Woman amazes co-workers by answering every question in work emails

Woman amazes co-workers by answering every question in work emails

Moncton — Local office worker Heather LeBlanc is being hailed as a genius by her peers for accomplishing a feat no other Atlantic Canadian has ever done: reading her work emails and answering every single question contained within them, in complete sentences.

“Most people just skim the email, choose the easiest question in it, and reply only to that, several days or weeks later, if at all,” said LeBlanc, “but I make a point of answering every last question in the email with precision and clarity. And I never use one-word answers. It’s not that hard.”

But it seems it is that hard, because LeBlanc is the only one doing it.

“I’ve never seen anything like it. She doesn’t even send that passive-aggressive phrase ‘As per my last email…’ when someone else doesn’t answer her questions,” said co-worker Patricia Henderson. “And she doesn’t CC people who shouldn’t be part of the conversation, and she answers her emails the very same day she gets them!”

We emailed LeBlanc’s boss, Donald Brown, to ask him a few questions about his stellar employee. Unfortunately, of the six straightforward questions we sent him, Brown only managed to answer one, which was, “Would you have time to answer a few questions about your employee, Heather LeBlanc?”

“Swamped right now. Will revisit later. Cheers,” wrote Brown.

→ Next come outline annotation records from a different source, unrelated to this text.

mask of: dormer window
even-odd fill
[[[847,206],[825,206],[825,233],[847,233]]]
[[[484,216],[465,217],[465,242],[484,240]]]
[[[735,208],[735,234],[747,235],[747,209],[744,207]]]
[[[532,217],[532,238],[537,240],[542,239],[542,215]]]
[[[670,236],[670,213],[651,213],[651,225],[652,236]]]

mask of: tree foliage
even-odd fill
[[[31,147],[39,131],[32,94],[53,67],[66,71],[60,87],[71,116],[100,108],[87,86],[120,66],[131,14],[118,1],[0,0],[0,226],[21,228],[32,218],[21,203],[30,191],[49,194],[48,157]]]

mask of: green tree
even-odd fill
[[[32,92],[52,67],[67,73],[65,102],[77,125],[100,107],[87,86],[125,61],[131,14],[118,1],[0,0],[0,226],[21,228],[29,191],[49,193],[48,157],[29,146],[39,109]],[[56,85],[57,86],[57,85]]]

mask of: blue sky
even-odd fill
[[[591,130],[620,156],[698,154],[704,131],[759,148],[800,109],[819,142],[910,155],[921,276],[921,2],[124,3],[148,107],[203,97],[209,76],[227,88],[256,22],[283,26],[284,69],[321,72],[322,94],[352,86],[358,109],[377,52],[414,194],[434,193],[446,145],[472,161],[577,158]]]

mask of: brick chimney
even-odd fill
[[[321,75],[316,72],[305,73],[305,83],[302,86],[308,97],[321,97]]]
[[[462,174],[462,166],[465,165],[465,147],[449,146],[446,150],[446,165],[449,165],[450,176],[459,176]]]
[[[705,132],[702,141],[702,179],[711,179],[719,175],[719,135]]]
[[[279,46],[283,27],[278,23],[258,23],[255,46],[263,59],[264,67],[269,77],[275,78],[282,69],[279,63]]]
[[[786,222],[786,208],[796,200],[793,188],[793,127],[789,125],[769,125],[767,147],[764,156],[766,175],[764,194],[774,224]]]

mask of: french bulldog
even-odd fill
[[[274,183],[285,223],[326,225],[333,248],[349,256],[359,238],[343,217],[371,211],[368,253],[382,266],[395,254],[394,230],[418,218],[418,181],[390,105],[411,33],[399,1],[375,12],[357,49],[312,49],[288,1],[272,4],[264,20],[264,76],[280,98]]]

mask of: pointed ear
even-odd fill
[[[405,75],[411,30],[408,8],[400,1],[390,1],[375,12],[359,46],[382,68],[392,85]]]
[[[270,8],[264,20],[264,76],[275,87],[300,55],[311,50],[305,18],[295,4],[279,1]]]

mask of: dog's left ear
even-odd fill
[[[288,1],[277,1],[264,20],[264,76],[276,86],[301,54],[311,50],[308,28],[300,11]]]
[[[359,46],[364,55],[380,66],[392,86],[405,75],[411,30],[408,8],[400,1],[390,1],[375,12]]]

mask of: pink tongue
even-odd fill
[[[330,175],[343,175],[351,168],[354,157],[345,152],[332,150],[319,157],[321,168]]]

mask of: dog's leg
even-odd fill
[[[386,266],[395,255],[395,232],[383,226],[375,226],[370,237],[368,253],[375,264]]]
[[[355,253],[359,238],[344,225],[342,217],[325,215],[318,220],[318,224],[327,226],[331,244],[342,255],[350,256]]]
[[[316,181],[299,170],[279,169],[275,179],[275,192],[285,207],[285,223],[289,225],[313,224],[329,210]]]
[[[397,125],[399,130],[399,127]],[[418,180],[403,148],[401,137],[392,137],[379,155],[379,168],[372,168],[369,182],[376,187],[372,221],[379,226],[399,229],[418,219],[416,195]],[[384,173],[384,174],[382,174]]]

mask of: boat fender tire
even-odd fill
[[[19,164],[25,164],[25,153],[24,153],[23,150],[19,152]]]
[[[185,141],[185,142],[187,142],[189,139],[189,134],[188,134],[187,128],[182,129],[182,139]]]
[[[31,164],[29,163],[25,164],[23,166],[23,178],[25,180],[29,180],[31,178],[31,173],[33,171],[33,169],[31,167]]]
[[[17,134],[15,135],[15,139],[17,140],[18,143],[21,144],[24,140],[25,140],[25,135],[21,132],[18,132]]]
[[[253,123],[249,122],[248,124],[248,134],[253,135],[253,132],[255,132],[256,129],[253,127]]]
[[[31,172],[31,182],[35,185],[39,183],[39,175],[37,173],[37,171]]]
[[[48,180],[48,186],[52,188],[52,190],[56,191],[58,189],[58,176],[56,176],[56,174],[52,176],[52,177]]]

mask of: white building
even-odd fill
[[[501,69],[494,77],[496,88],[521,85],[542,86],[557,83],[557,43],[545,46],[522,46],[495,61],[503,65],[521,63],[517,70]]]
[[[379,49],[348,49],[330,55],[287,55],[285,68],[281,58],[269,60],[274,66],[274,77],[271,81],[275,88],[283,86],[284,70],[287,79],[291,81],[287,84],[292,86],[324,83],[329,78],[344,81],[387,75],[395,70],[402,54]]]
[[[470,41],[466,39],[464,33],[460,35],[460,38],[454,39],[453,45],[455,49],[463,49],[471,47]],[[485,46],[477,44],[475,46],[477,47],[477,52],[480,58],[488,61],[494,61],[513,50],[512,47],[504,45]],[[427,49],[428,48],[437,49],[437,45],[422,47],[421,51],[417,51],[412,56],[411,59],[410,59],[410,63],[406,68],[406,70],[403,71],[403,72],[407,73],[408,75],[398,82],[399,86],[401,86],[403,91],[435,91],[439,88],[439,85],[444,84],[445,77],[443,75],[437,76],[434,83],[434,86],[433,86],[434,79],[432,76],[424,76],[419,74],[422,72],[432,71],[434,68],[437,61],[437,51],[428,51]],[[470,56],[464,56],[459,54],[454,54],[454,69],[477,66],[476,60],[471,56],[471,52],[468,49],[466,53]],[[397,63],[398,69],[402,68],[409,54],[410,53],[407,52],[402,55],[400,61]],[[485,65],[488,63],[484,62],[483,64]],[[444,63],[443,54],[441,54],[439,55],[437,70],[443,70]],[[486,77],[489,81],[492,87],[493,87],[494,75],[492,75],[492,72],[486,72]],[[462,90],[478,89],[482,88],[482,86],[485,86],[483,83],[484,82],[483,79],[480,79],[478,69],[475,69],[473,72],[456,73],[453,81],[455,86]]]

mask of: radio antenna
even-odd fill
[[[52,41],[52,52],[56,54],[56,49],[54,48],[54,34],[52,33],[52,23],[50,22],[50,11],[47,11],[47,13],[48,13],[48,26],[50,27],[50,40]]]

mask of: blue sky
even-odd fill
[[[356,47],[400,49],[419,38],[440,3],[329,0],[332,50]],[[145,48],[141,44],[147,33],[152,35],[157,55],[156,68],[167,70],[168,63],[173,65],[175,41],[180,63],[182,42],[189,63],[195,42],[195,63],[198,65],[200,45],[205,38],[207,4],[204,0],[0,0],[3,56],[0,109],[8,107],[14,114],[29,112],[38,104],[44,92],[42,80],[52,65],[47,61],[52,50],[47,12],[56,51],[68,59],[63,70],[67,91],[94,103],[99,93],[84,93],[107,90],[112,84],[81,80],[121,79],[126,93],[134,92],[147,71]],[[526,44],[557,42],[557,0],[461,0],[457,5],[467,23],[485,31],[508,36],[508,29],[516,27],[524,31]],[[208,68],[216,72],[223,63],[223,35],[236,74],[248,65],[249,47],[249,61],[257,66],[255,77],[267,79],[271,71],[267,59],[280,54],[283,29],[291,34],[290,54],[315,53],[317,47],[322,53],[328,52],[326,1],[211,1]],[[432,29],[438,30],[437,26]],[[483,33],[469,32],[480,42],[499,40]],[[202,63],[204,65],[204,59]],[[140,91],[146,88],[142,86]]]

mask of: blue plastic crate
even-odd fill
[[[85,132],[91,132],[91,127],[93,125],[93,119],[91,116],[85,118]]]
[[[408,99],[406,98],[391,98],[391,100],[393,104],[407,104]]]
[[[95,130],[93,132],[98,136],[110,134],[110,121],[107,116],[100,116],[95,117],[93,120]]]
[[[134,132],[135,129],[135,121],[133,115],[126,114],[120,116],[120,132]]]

LeBlanc said she tries to avoid the most obnoxious email faux pas, such as implying that you’re too busy and that your time is more valuable than the other party’s, by answering their thoughtful email with a “sure” or a “sounds good.”

“Oh god, everyone does that. Instead of reading through the email and just answering it, they reply to the email saying they’re too ‘snowed under’ to answer your questions. It’s pretty douchey.”

LeBlanc said that often people will spend more time explaining why they’re busy than the time it would have taken to just answer the email’s questions.

“Another thing they do is partially glance at the email, then call you to get you to explain the simple thing you already wrote out. Just read it!

“Or they’ll email you, and immediately call you afterward to chat about what they literally just sent you. God, so annoying.”

Another co-worker, Andrew Davis, lauded LeBlanc for never including meaningless office jargon like “Let’s circle back to this” or “I thought I’d reach out.”

“She just speaks in plain English, and she never says she’s included an attachment and then just forgets to attach the file. She’s truly an inspiration to us all.”